Gebutst en gehavend begint het kabinet aan de slotronde.
Volgende week, Prinsjesdag, begint het nieuwe parlementaire seizoen, de laatste etappe op weg naar de Tweede Kamerverkiezingen van 2021. Mark Rutte’s derde coalitie, een centrum-rechtse combinatie van VVD, CDA, D66 en ChristenUnie, vertoont veel kleerscheuren. En dat belooft niet veel goeds.

Jan Schinkelshoek
Foto: Nils van Houts

Het is niet alleen minister Ferd Grapperhaus (CDA, justitie) die veel schade heeft opgelopen. Ook vice-premier Hugo de Jonge (chef corona, ook CDA) ligt permanent onder vuur. Hetzelfde geldt voor de andere vice-premier Carola Schouten (landbouw), die erg veel van het aanvankelijke krediet heeft verspeeld.
Al die blikschade wordt niet gecompenseerd door ministers als Ollongren (ook vice-premier), Ank Bijleveld (Defensie), Stef Blok (Buitenlandse Zaken) of zelfs Eric Wiebes (Economische Zaken). Sommige bewindslieden zijn al blij dat ze het politieke leven nog hebben. En de rest doet ogenschijnlijk z’n best zich stil te houden.
Eigenlijk alleen de minister-president is grotendeels schadevrij. Mark (‘teflon’) Rutte bewijst dat zijn opgebouwde, beproefde reputatie – de eend waar druppels van af glijden – klopt.

Het hoort er natuurlijk bij. Geen ministersploeg haalt het einde zonder slijtageplekken. Gedeeld leed heeft ook een samenbindende werking. En in het zicht van de eindstreep kan geen van de gehavende bemanningsleden zich veel kattenkwaad permitteren.

Maar in Rutte’s derde kabinet ligt het toch een tikkeltje ongemakkelijker.
Dat heeft niets te maken met de samenstelling van de coalitie. Er zijn er die het merkwaardige samengestelde centrum-rechtse gezelschap van meet af aan een kort leven voorspelden. Maar die zwakte bleek juist de kracht. Het dwong de deelnemers te bewijzen dat men wel iets in de mars had. Na een aarzelende start werden aardige successen geboekt. Er is toch maar een klimaatakkoord tot stand gekomen, plus een pensioenakkoord. Ook de stikstofcrisis versterkte, merkwaardigerwijs, de samenhang. Niemand wilde zich door boze boeren de les laten lezen.

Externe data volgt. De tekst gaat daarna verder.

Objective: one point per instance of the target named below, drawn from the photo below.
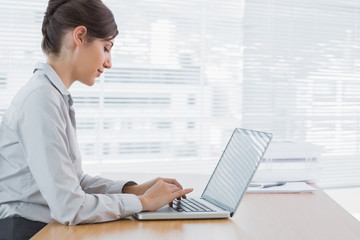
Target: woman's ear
(79, 35)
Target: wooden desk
(260, 216)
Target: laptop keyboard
(190, 205)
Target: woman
(40, 164)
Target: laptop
(227, 184)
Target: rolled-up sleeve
(42, 134)
(102, 185)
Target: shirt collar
(53, 77)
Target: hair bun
(53, 5)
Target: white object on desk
(289, 187)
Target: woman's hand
(139, 190)
(162, 192)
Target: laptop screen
(236, 168)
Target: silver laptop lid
(236, 168)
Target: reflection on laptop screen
(236, 168)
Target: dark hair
(62, 15)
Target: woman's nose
(108, 63)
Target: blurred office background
(185, 73)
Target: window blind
(301, 78)
(185, 73)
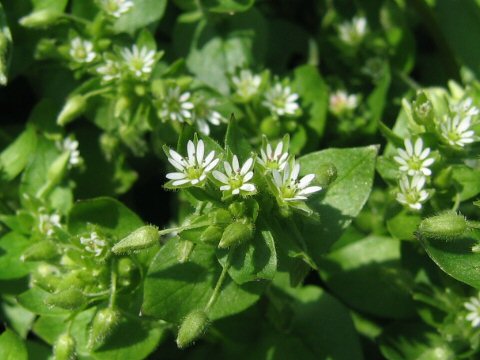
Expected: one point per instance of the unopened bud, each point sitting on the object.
(70, 299)
(40, 251)
(192, 328)
(446, 226)
(212, 234)
(141, 238)
(326, 174)
(235, 234)
(64, 348)
(40, 18)
(103, 324)
(73, 108)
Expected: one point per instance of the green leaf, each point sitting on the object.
(343, 199)
(12, 246)
(236, 141)
(34, 301)
(313, 91)
(16, 156)
(372, 263)
(456, 257)
(414, 342)
(12, 347)
(5, 47)
(331, 337)
(172, 289)
(109, 215)
(467, 179)
(252, 261)
(143, 13)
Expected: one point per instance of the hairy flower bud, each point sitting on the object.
(235, 234)
(191, 328)
(40, 18)
(446, 226)
(141, 238)
(64, 348)
(103, 324)
(73, 108)
(70, 299)
(42, 250)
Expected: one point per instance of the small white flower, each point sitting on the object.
(93, 243)
(236, 179)
(281, 101)
(341, 102)
(116, 8)
(193, 169)
(414, 159)
(274, 160)
(71, 145)
(474, 311)
(411, 192)
(82, 51)
(289, 187)
(465, 108)
(176, 106)
(47, 222)
(139, 61)
(352, 33)
(456, 130)
(246, 84)
(109, 71)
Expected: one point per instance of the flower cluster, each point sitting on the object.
(414, 162)
(238, 178)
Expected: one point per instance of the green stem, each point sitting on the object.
(218, 285)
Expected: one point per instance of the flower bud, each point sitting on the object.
(212, 234)
(42, 250)
(70, 299)
(40, 18)
(220, 217)
(73, 108)
(141, 238)
(191, 328)
(326, 174)
(235, 234)
(447, 226)
(103, 324)
(64, 348)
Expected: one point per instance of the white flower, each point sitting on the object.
(93, 243)
(47, 222)
(236, 179)
(193, 169)
(110, 70)
(176, 106)
(247, 84)
(352, 33)
(465, 108)
(341, 102)
(274, 160)
(414, 159)
(281, 101)
(411, 192)
(139, 61)
(82, 51)
(71, 145)
(456, 130)
(289, 187)
(116, 8)
(474, 311)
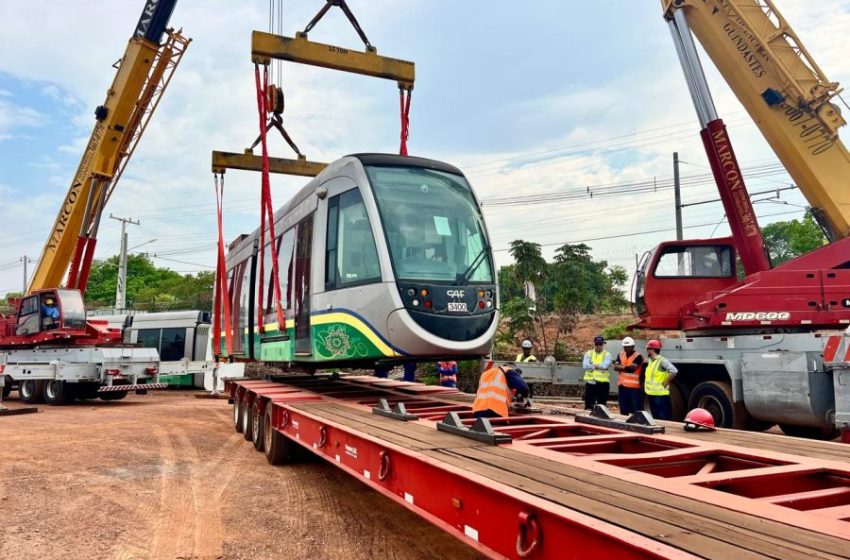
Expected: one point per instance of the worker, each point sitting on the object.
(495, 386)
(49, 312)
(628, 365)
(596, 363)
(659, 374)
(447, 372)
(525, 356)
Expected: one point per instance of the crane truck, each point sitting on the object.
(769, 346)
(48, 347)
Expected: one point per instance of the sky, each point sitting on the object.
(552, 97)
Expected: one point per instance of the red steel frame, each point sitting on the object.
(809, 493)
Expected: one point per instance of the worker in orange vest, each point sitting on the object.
(447, 372)
(629, 366)
(494, 395)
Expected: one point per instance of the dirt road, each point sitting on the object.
(165, 476)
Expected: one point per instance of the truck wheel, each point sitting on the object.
(247, 432)
(237, 415)
(716, 397)
(257, 425)
(57, 392)
(278, 447)
(30, 390)
(809, 432)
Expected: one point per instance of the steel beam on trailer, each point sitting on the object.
(266, 46)
(249, 162)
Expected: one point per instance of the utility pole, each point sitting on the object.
(121, 286)
(678, 193)
(25, 259)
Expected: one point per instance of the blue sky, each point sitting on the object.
(527, 98)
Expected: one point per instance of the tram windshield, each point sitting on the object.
(433, 226)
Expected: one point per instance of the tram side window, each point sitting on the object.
(351, 256)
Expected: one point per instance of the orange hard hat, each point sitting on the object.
(699, 418)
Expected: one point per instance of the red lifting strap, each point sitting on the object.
(404, 107)
(266, 209)
(222, 294)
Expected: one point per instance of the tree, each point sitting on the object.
(792, 238)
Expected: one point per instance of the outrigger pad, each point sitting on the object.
(399, 412)
(481, 430)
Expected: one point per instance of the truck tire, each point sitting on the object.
(57, 392)
(30, 390)
(237, 415)
(257, 421)
(716, 397)
(278, 448)
(809, 432)
(247, 432)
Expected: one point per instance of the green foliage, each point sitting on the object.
(148, 286)
(789, 239)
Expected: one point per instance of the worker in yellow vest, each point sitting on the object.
(657, 378)
(525, 356)
(495, 387)
(596, 381)
(629, 365)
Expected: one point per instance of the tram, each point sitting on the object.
(382, 259)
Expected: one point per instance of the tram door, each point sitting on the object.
(303, 247)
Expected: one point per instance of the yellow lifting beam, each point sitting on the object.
(249, 162)
(266, 46)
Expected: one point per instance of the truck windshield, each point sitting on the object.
(73, 310)
(433, 226)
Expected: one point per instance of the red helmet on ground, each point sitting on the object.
(699, 418)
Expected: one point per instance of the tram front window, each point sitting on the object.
(433, 225)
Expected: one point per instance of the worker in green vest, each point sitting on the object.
(597, 384)
(658, 375)
(525, 356)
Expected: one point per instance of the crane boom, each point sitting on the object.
(142, 74)
(786, 94)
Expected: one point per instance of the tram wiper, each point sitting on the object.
(462, 279)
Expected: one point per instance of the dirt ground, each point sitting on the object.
(165, 476)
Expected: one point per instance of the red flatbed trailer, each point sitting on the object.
(562, 488)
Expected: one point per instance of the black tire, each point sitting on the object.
(30, 390)
(809, 432)
(278, 448)
(237, 415)
(247, 431)
(57, 392)
(257, 425)
(716, 397)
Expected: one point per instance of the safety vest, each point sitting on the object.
(626, 379)
(655, 378)
(493, 393)
(600, 375)
(446, 370)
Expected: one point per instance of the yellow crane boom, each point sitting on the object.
(786, 94)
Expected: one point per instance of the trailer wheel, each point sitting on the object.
(30, 390)
(237, 415)
(57, 392)
(278, 448)
(716, 397)
(245, 409)
(809, 432)
(257, 421)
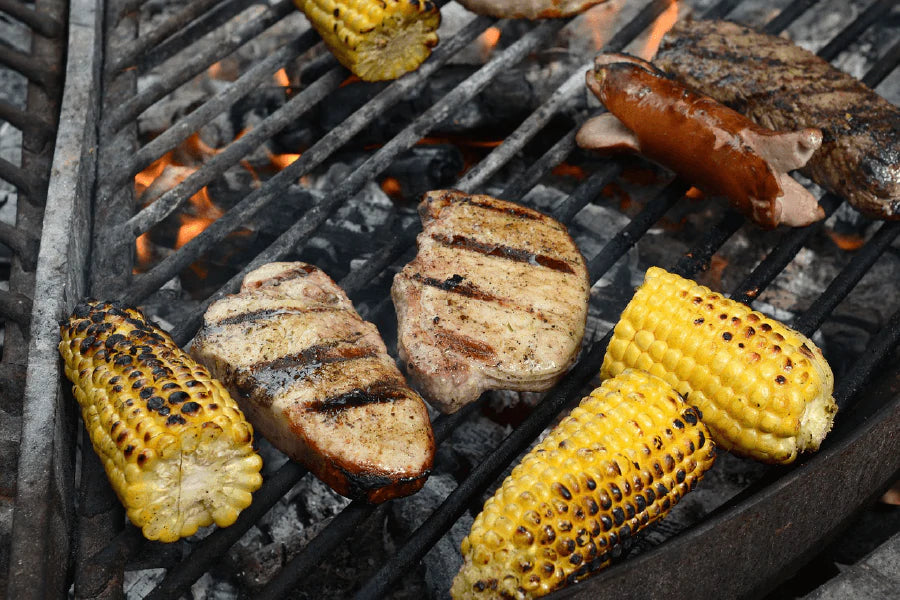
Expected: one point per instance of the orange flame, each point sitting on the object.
(663, 24)
(599, 22)
(487, 41)
(214, 71)
(280, 161)
(281, 78)
(847, 242)
(392, 187)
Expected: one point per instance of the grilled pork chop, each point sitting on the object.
(496, 298)
(317, 382)
(782, 86)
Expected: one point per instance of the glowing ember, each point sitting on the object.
(280, 161)
(599, 22)
(663, 23)
(215, 71)
(694, 194)
(487, 41)
(281, 78)
(391, 187)
(846, 242)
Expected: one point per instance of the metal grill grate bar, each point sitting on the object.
(143, 43)
(346, 523)
(41, 23)
(197, 64)
(230, 156)
(858, 266)
(194, 31)
(314, 156)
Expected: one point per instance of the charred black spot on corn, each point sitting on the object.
(606, 499)
(151, 456)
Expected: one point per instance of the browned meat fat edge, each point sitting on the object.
(451, 367)
(259, 383)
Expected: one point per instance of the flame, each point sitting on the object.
(663, 23)
(281, 161)
(392, 187)
(214, 71)
(487, 41)
(847, 242)
(694, 193)
(281, 78)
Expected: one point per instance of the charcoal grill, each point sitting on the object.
(39, 60)
(743, 548)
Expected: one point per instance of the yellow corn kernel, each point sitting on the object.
(376, 39)
(764, 389)
(617, 463)
(175, 446)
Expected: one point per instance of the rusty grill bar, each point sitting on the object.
(773, 500)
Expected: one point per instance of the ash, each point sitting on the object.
(385, 207)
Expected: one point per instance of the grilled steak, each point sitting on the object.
(317, 382)
(782, 86)
(496, 298)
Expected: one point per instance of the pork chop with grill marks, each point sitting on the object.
(496, 298)
(316, 380)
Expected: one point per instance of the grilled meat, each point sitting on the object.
(496, 298)
(782, 86)
(317, 382)
(710, 145)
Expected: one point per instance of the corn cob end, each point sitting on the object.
(175, 446)
(617, 463)
(377, 40)
(765, 390)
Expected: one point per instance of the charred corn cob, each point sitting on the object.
(176, 448)
(764, 389)
(617, 463)
(376, 39)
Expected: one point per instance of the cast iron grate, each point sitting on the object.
(776, 498)
(35, 51)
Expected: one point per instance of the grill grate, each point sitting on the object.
(775, 499)
(37, 60)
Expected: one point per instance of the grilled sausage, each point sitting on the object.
(710, 145)
(496, 298)
(782, 86)
(317, 381)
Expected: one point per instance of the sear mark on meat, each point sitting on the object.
(496, 298)
(317, 382)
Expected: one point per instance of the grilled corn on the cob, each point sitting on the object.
(176, 448)
(376, 39)
(764, 389)
(618, 462)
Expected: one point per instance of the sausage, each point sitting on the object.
(711, 146)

Ook de coronacrisis werkte in het voordeel van de coalitie. Zeker de eerste paar weken. Ook binnen het kabinet was het rallying round the flag. Maar ook in dat deel van het Binnenhof begint de stemming om te slaan. Hebben we het wel zo goed gedaan? Hebben we het wel in de hand?

Die opkomende twijfel wordt versterkt door de naderende verkiezingen. Elk van de vier coalitiepartijen moet uiterlijk op 17 maart met het water naar de dokter. En niet iedereen is er even gerust op. Het CDA, toch al een tijdje kwakkelend, is er in geslaagd zich binnen een paar weken lelijk te verwonden. D66 kampt met een onzichtbaarheidsprobleem, versterkt door een onbeschreven blad als lijsttrekker. De VVD weet zich helemaal afhankelijk van Rutte, een belangrijke troef die zich vanaf Prinsjesdag mikpunt van alle kanten weet. En de ChristenUnie koestert de luwte.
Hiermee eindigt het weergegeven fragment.